This happens fairly often. While it may annoy me at times, I do take it as a compliment of the positive coparenting relationship my ex and I have worked hard to maintain. We sit together at sporting events as we cheer on the kids. When the games are over 40 minutes away, we'll all head over in the same car. We celebrate birthdays together — sometimes at his house, sometimes at mine. If the kids prefer to have their birthday dinners at their favourite restaurants, then we celebrate together as the happy, divorced, nontraditional family that we are. We have even gone on (very short and usually sports-related) vacations together. Because, why not?

Our divorce certainly shook us all to the core. The first two years were very challenging as Brian and I ventured in and out of family court to discuss things like child support, custody, and alimony. Tensions were high. On top of it all, the kids were adjusting to a life with mum or dad instead of the life with mum and dad that they had always known. We never wanted our kids to suffer because of our decision, so it was heartbreaking to see them regress or act out and know that it was because of our actions. Those years were tough, but we got through and slowly learned a new normal. The kids adjusted and displayed an incredible resilience that helped them to settle into a new life.

Divorce changed almost everything about our lives: we had new homes, more financial adaptations, a different family dynamic. But one very small yet very significant fact remained the same, the thread that held us together even through the breakdown of everything else: my ex-husband and I are the only two people in the entire world to love our kids as much as we do. And that unites us forever, whether we like it or not.

This shared love slowly mended our family. As the days, months, and years passed, so did the anger and resentment surrounding the divorce. We moved forward as a divorced family, sharing custody of the children. We never sat down and discussed coparenting. We never made a verbal commitment to be the best coparents we could possibly be. It just happened. Before we knew it, we were sitting together on the sidelines, having dinner together twice a month, and celebrating holidays together — all because it was best for the kids.

Is it hard? Hell yes. It's very hard. The reasons we got divorced are still issues we deal with, and they always will be. We fight. (Kind of often, too.) Sometimes we argue loudly on the phone. Other times, we communicate through all-caps texts and lots of exclamation marks. But we still sit next to each other on the sidelines. We still have those birthday dinners together, and when the kids are around, those arguments get put on hold.

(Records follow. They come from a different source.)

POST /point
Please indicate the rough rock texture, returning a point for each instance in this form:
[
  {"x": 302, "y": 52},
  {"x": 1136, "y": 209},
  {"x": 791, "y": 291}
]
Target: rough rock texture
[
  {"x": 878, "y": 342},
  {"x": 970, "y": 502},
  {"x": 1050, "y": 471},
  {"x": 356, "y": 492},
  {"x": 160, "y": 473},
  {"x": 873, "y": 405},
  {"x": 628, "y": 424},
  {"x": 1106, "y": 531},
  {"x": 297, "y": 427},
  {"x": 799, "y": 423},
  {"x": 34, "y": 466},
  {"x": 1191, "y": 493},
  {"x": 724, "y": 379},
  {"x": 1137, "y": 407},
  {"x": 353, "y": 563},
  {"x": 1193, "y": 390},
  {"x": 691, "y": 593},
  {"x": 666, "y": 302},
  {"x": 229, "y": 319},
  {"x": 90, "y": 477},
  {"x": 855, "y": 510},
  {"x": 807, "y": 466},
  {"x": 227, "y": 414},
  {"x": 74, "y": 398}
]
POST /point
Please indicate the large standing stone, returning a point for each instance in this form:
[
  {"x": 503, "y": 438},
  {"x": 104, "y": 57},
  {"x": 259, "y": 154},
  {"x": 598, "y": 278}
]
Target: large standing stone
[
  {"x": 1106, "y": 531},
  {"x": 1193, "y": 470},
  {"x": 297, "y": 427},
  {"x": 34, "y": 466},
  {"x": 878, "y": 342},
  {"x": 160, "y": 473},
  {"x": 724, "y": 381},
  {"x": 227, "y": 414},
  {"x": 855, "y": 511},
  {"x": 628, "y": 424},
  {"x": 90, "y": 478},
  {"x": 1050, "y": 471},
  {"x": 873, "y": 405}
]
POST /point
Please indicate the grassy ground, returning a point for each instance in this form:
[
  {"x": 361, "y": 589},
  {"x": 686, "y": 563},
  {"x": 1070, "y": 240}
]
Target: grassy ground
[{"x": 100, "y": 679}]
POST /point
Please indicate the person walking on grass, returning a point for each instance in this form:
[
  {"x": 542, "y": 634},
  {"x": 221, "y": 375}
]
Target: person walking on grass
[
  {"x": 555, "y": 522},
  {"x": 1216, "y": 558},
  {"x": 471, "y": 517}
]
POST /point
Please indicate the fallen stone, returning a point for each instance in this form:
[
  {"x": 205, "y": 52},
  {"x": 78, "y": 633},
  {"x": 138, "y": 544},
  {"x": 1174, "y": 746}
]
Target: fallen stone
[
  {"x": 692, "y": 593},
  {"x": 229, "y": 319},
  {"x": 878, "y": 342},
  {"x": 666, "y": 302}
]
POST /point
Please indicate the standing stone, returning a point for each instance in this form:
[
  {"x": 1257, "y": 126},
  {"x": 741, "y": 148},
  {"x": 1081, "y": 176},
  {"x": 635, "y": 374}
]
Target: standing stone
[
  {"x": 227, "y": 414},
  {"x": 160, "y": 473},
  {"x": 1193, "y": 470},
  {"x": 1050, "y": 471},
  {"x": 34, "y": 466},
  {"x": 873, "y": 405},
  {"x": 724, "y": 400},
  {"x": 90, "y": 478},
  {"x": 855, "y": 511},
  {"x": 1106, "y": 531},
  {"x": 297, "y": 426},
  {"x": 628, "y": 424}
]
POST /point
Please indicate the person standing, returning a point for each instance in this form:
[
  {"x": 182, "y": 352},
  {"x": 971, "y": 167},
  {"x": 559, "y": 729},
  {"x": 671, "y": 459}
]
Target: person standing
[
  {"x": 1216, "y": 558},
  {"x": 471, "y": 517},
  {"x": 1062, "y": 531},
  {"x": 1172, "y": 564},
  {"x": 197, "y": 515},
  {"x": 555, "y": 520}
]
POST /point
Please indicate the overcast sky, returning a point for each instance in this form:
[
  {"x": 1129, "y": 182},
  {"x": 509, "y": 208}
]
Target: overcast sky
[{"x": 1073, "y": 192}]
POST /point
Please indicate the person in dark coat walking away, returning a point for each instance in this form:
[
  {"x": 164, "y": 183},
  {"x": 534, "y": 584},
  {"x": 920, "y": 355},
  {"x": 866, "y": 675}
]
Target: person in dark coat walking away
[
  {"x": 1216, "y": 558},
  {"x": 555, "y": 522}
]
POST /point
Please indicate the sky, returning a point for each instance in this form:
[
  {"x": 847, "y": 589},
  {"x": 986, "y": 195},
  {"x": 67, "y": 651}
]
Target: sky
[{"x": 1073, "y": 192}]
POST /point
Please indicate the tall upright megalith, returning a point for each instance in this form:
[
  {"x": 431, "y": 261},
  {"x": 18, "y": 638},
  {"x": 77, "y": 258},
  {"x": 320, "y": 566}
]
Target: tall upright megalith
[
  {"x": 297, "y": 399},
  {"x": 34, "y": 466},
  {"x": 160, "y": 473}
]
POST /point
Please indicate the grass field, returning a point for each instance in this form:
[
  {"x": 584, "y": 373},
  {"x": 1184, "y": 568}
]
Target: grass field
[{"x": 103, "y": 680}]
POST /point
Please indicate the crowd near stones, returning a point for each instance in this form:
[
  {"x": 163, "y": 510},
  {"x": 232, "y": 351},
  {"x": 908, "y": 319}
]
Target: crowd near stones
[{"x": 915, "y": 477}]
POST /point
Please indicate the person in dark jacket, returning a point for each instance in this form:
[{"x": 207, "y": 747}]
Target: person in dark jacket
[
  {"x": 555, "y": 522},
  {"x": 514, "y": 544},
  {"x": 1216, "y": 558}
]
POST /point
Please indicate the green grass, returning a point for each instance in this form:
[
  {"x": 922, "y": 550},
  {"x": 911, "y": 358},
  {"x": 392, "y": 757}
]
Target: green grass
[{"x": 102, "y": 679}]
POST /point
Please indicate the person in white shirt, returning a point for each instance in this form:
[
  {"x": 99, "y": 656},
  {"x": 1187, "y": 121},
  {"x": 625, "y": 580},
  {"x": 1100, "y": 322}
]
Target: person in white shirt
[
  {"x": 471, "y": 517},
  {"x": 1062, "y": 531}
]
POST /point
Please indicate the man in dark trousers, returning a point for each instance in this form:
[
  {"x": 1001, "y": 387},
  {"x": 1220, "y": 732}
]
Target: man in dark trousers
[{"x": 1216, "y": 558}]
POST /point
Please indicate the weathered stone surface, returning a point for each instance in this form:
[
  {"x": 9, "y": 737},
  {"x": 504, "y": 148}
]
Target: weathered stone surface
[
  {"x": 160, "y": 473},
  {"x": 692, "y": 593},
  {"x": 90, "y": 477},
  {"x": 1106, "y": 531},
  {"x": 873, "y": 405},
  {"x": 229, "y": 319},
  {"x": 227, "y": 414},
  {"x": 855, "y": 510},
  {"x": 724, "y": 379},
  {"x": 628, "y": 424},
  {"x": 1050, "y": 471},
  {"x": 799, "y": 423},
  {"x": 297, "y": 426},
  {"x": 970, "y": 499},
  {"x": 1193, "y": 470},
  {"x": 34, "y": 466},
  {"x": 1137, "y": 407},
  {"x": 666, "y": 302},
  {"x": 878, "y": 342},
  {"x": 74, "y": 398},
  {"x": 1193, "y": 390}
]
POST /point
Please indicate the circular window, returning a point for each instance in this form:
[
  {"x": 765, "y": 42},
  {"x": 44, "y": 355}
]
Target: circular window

"Mum, we are so lucky because you and dad are friends. So many of my friends whose parents are divorced tell me their parents can't even be in the same room together." When my daughter said these words to me randomly one afternoon, I nearly spit out my coffee. Friends? Me and Dad? I never thought of him as a friend. I thought of him as my ex-husband, a coparent. But maybe she was right. Maybe he was a friend, after all. I guess it doesn't matter, either — what I call him, or for that matter, what anyone else calls him. Husband, ex-husband, friend, father of my children. What I know is that we both love our kids so damn much. And that love binds us together and always will.